The real new actually is that “The Mission” will be the first reality show produced in collaboration with an NGO, Intersos, and with the UNHCR. All-comforts houses and wild tropical island were in fact quitted by the Big Brother to follow a group of VIPs during a tailored volunteering experience in the refugee camps of DRC, Sudan and Jordan.
Although the show will only be broadcasted in December, a long and passionate debate is taking place on several media channels since last September. Media professionals and aid workers accused the show to exploit the dramatic actuality of African migrations for rolling down a massive fundraising operation during Christmas time. Several groups of aid workers, media and civil society groups have started online petitions asking to close the show and defining the initiative as another outrageous case of “poverty porn”.
The “poverty porn” definition made its first appearance on public media after the success of the multi awarded movie “Slumdog Millionaire” on 2008. The idea behind the expression was to discredit the use of extremely vulnerable and desperate uneducated people for public entertainment or NGOs fundraising.

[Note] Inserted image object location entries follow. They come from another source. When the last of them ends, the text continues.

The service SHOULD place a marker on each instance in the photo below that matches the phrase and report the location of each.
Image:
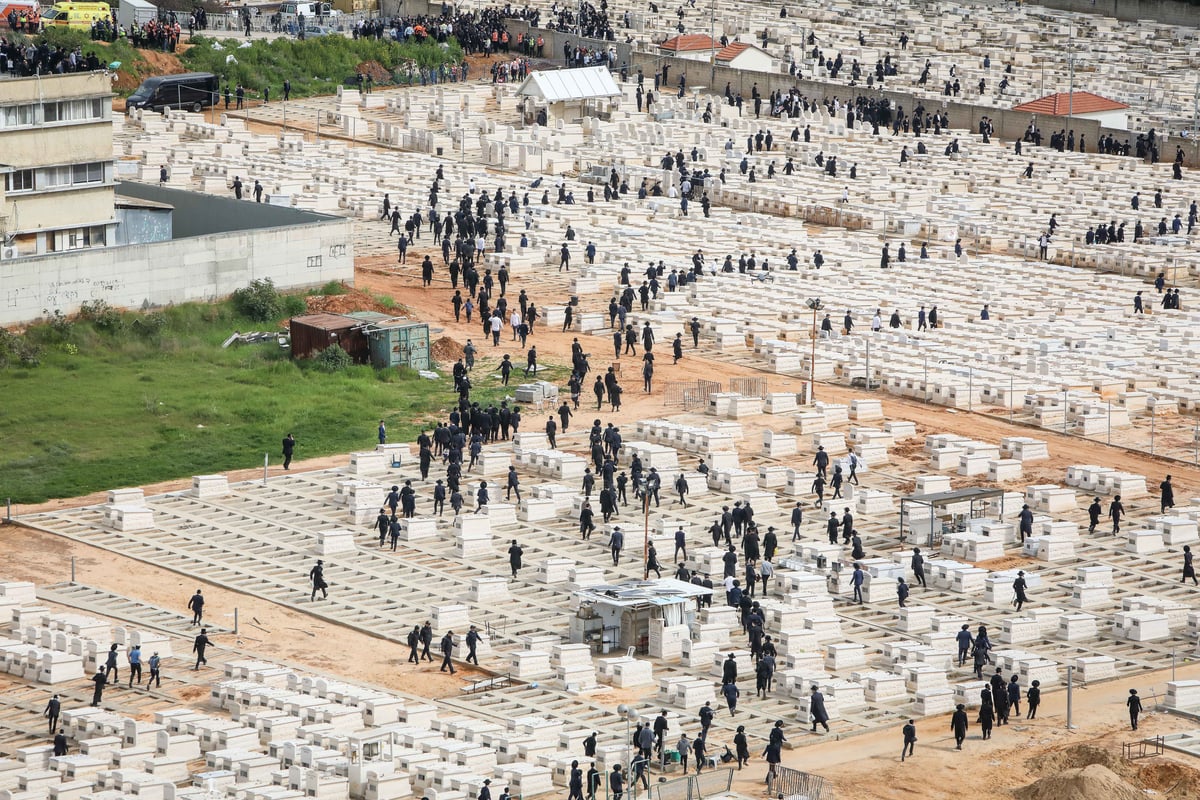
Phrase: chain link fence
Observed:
(786, 782)
(749, 386)
(689, 394)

These practices are particularly rooted in the narratives of the benevolent western hero promoted through colonialism first, and through international aids later, that painted a stereotyped image of the reality in developing countries.

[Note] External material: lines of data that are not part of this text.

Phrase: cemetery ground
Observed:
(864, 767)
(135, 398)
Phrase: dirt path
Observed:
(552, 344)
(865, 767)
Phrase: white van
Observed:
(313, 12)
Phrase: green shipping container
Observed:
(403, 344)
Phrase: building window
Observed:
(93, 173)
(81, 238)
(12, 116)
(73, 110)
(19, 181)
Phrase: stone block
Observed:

Most of these stereotypes were recently hit off by the collective SAIH Norway in a funny video project titled “Let’save Africa – Gone Wrong!”. The video has met an incredible success on web, stating that: “we need to create engagement built on knowledge, not stereotypes”.
In an interesting Google Hangout organized by the consulting Agency Kurante about the use of poverty porn as a marketing and media strategy, Linda Raftree indicates new social media as an important tool to open multiple points of view on development stories, to measure the real effects of their projects, and to help people in better understanding what their donation is actually doing. A wiser approach to participatory media could perhaps break the roles of “donors” and “beneficiaries” in a more dynamic and responsive relationship where community members can express and represent their own needs.

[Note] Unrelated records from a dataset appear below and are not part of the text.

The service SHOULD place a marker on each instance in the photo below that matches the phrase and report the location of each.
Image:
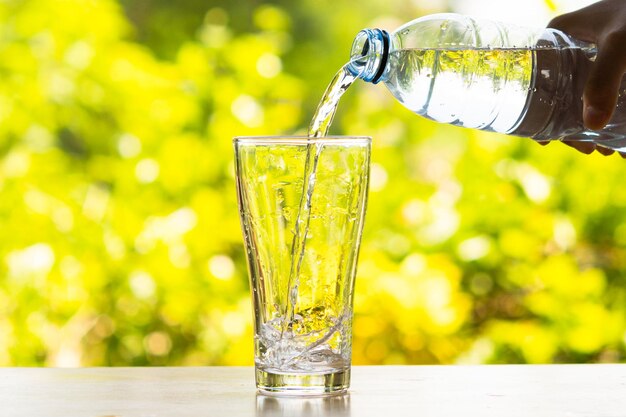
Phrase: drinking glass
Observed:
(302, 205)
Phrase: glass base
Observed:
(285, 384)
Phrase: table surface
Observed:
(387, 391)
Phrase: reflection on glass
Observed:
(336, 406)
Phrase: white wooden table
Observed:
(393, 391)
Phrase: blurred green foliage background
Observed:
(119, 232)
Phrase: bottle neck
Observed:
(369, 55)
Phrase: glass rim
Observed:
(302, 140)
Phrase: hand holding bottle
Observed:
(602, 23)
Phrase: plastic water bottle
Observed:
(486, 75)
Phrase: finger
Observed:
(604, 151)
(576, 24)
(584, 147)
(605, 77)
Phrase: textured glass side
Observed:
(270, 181)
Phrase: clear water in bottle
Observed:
(486, 75)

Of course, stereotypes are hard to break and poverty porn still represents the most effective means for eliciting emotional responses and easily raising funds. However, fundraising should not be the end goal of non-profit organizations. By driving people in feelings of pity or sympathy rather than to a real understanding of the situation, poverty porn reinforces stereotypes and does not encourage deeper and more egalitarian connections among different cultures and societies.
Cooperation is the key word, the real goal of development, and probably, the best story that aid agencies and social workers could ever sale.